Solar Ultraviolet Exposure and Absorbed Irradiance of the Cornea and Anterior Chamber/Lens: A Monitoring Model Using Porcine Eyes in a Manikin

Abstract

Solar ultraviolet (UV) radiation is an unavoidable environmental and physical factor that contributes to a variety of eye diseases. Previous studies have mostly focused on the mechanism of eye damage caused by acute UV radiation. However, long-term and low-level day-to-day solar UV irradiance and absorption of UV ocular tissue induce chronic damage, and cumulative exposure over time may lead to age-related oculopathy. This study aimed to monitor the exposure of ocular tissue to sunlight and the amount of incident radiation absorbed. We attempted to simulate the actual natural exposure of representative ocular tissue to solar UV radiation. Therefore, in this study, a dual-detector spectrometer was used to measure the exposure, at a range of solar elevation angles (SEAs), of porcine eyes implanted into a manikin. The study found that the maximum solar UV irradiance exposure of the cornea was one-half the horizontal ambient exposure, while that of the anterior chamber/lens was one-fifth the horizontal ambient exposure.
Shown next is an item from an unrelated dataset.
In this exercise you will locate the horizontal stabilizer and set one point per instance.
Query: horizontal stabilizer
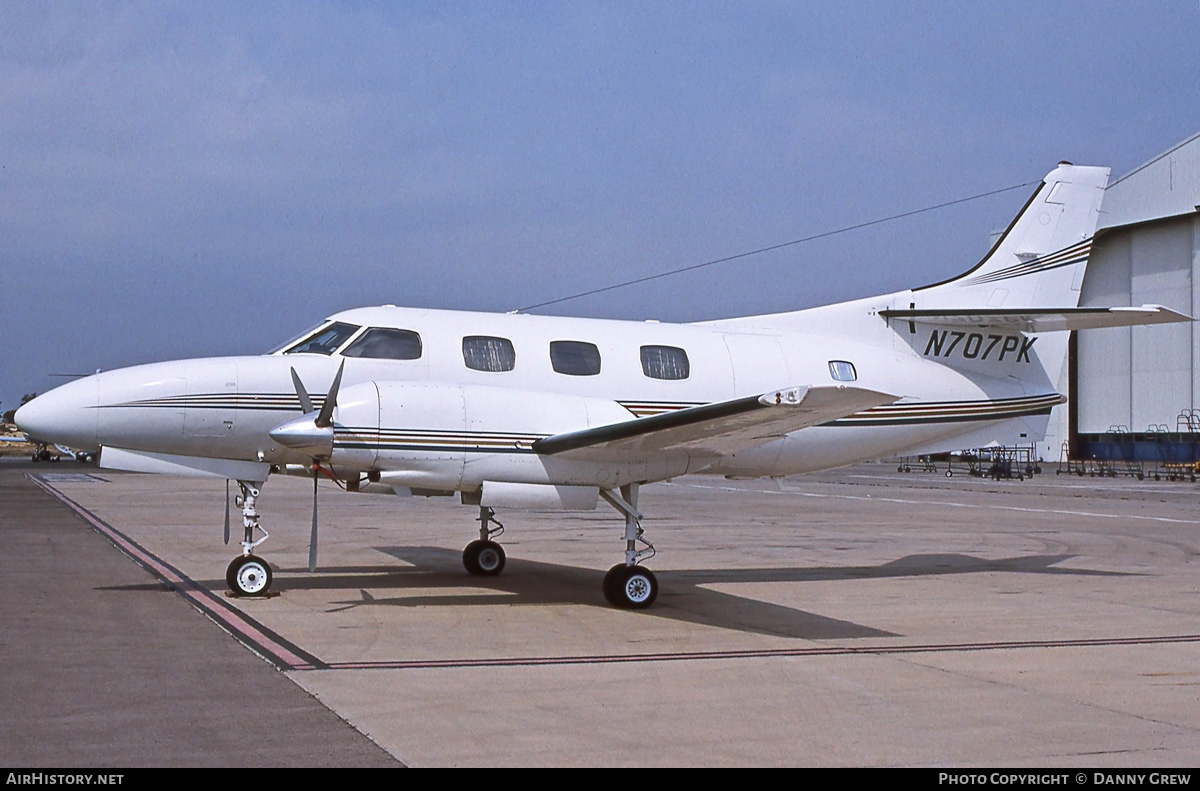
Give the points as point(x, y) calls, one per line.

The absorption ratio decreased with increasing wavelength for the cornea and increased with increasing wavelength for the anterior chamber/lens. In conclusion, the study established a monitoring model using porcine eyes and determined the absolute and relative exposure/absorbed UV irradiance of ocular tissue at all SEAs in a context with high ambient solar UV. Furthermore, the study indicated that for individual ocular solar UV exposure, the ratio of absorbed to total exposure to solar UV irradiance varied due to changes in the SEA and sunlight path length throughout the day. These findings provide data on actual exposure and absorbed irradiance for future UV studies and might provide an exposure-based reference for cataractogenesis.